Wenn die Beziehung stimmt, fließt mehr Milch – davon ist Susanne Waiblinger, Österreichs renommierte Expertin in Sachen Haltung von Stalltieren, überzeugt.

 

Nicht wenige Bäuerinnen und Bauern glauben an Geheimrezepte, mit denen sie die Milchleistung ihrer Kühe steigern können. Manche meinen, dass sich das liebe Vieh von bestimmter Musik beflügeln lässt, andere sind überzeugt, dass man vor dem Melken ein kurzes „Plauscherl“ führen muss, und einige nehmen sogar an, dass es auf die richtige Beleuchtung ankommt. Hilft das wirklich? Das ist die Frage, die Susanne Waiblinger von der Veterinärmedizinischen Universität Wien immer wieder beantworten muss. Sie zählt international zu den führenden Experten zu zwei eng miteinander verbundenen Themenkreisen – nämlich Verhalten und Haltung von Wiederkäuern bzw. Mensch-Tier-Beziehung.

Expertin

Die Expertin: Susanne Waiblinger

Gute Nachricht

Die Tierärztin und Wissenschaftlerin hat eine gute Nachricht für all jene, die an ihr persönliches Doping glauben: Jede der genannten Methoden macht Sinn! Und die Erklärung dafür ist einfach: Der entscheidende Erfolgsfaktor ist immer der Mensch, dessen Tiere – in welcher Form auch immer – spüren können, dass sie ihm wichtig sind. Waiblingers Forschungen der letzten zwei Jahrzehnte bestätigen eindrucksvoll, dass der richtige Umgang mit den Wiederkäuern entscheidende Bedeutung für deren Gesundheit und Leistung hat.
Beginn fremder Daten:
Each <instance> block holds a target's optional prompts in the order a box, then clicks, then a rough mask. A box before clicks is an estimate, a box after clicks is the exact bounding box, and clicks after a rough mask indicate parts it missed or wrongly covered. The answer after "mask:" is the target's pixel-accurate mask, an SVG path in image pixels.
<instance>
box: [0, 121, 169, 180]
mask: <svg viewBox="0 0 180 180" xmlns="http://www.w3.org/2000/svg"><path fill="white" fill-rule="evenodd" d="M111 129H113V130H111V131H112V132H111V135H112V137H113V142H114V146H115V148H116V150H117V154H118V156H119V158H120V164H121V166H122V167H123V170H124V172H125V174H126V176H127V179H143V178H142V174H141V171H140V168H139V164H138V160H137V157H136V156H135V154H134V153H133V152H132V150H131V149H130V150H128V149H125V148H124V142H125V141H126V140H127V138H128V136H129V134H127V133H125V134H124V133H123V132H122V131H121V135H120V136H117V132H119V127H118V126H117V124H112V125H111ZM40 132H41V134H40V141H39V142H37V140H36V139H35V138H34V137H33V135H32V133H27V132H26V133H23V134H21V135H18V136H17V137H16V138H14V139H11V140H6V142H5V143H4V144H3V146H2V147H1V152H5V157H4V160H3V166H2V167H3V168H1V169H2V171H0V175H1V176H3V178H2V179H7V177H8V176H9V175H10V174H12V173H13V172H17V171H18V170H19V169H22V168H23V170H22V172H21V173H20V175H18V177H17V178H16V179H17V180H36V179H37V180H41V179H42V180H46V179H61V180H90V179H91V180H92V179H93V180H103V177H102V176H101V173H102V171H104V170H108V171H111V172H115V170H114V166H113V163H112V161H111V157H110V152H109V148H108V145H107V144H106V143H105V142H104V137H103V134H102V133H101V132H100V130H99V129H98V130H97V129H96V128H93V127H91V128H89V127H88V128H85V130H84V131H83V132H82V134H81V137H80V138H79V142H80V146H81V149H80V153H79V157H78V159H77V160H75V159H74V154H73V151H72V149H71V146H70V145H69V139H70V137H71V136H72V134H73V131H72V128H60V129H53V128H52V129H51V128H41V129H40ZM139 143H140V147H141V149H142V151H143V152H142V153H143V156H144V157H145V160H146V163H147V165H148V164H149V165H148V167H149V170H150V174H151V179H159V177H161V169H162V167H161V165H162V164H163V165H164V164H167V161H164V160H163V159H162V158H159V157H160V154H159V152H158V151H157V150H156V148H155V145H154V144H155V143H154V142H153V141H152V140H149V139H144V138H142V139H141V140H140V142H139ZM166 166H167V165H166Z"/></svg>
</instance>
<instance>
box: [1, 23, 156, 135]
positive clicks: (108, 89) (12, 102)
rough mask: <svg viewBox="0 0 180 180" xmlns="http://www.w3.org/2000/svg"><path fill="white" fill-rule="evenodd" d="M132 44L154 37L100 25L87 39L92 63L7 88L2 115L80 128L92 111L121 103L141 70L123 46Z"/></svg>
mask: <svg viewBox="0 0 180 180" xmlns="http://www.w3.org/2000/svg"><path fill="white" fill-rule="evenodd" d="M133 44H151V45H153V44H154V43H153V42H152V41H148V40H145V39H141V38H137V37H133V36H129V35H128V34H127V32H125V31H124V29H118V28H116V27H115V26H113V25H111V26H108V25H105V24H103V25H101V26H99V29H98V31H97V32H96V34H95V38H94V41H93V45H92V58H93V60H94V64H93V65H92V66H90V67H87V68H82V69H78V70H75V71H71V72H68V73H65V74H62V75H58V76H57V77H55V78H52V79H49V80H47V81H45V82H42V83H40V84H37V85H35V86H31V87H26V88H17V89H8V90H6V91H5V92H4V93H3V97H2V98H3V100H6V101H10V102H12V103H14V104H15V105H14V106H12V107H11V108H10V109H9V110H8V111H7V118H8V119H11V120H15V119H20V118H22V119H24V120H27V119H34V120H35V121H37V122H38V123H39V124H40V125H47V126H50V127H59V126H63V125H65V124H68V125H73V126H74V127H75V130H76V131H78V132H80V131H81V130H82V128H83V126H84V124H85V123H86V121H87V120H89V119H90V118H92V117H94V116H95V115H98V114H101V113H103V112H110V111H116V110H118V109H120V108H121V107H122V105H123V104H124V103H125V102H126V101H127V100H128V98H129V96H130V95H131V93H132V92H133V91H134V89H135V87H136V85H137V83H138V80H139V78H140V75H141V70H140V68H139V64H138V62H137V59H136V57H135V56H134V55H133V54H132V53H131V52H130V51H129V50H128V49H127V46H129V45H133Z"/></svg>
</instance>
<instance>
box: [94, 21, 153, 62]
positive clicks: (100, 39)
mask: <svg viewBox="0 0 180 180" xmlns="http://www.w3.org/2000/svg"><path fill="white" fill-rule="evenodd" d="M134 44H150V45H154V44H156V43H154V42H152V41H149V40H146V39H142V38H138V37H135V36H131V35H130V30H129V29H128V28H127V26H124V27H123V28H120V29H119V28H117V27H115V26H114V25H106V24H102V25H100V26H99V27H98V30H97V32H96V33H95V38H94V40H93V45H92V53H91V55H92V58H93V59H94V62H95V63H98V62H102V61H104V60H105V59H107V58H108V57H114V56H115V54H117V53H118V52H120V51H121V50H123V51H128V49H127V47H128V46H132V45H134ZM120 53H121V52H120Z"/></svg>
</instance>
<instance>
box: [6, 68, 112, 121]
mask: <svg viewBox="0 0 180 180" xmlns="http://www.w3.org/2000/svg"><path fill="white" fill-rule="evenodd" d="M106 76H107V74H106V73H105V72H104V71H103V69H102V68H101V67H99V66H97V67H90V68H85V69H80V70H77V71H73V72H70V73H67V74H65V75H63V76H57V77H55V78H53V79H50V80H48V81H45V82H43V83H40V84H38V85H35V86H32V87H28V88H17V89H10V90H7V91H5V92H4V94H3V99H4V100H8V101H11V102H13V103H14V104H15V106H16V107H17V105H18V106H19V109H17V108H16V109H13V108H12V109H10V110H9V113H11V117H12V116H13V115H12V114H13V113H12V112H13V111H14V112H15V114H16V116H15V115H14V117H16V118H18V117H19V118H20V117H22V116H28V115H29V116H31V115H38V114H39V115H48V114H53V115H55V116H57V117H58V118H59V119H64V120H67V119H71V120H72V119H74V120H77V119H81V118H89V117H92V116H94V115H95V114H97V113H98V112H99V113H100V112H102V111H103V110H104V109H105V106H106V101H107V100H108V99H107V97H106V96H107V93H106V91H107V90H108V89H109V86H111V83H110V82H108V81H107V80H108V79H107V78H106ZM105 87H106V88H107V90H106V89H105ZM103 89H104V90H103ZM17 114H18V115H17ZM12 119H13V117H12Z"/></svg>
Es geht also auch im Stall um Beziehungsarbeit. Und diese kann, so Waiblinger, von regelmäßigen Streicheleinheiten genauso geprägt sein wie von immer wiederkehrenden Ritualen. Und in diese Kategorie reiht Waiblinger auch die vielen Bemühungen ein, Kühe mit Klängen zu beglücken. Das helfe dabei, wie sie sagt, einen guten Draht zur Bäuerin oder zum Bauern herzustellen.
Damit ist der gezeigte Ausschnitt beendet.